Bart Verheggen raises interesting questions about the interesting questions raised by Keith Kloor about the interesting questions raised by Richard Tol about some marginal research discussed Judith Curry. So I thought I’d join in the fray.

As a positive side effect, Tol has apologized for his suggestion that I advocate “re-education camps”. Yet somehow he seems to think it is a matter of concern that I believe that most people’s positions, as informed by most ordinary ethical frameworks, would move toward much more vigorous emissions policy if they properly understood the configuration of the evidence. While Kloor and many journalists seem to think there is something substantively wrong with that position, Tol seems to find it ethically wrong. I am not sure why. But at least he’s not trying to tar me as a Maoist anymore.

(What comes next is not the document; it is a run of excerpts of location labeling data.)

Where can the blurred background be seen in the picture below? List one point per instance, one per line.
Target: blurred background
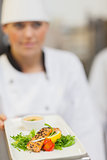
(79, 26)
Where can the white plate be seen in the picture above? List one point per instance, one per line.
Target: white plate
(14, 126)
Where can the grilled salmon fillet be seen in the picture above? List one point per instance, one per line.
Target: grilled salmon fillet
(36, 146)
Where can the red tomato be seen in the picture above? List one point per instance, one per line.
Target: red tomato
(46, 140)
(49, 146)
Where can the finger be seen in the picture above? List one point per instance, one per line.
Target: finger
(1, 124)
(3, 117)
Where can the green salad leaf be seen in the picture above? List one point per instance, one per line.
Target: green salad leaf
(53, 132)
(20, 141)
(64, 141)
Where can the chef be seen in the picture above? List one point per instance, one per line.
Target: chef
(38, 80)
(98, 83)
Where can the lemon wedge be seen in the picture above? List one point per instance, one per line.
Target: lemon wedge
(55, 137)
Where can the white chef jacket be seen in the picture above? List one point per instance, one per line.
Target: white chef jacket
(98, 83)
(63, 89)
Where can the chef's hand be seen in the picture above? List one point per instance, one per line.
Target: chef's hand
(2, 119)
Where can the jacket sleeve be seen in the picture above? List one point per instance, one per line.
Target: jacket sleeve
(81, 113)
(98, 83)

But I wonder why all this attention to peer reviewed publications. This is confusing the symbol with the substance. Science is the advancement of knowledge. It is achieved by theory, observation and computation, not by publication. The publication is not the result. Nor is it especially certification of the result. It is simply the announcement  (or, as some say, the advertisement) of the result. Whether the the result enters the canon or not is a social process, not an editorial one. If we want people to understand science, we should stop pretending that publications are central to the process. It will be easier to open up the data and the methods in a paper than it will be to open up the process whereby results are added to the canon, which has really been astonishingly informal.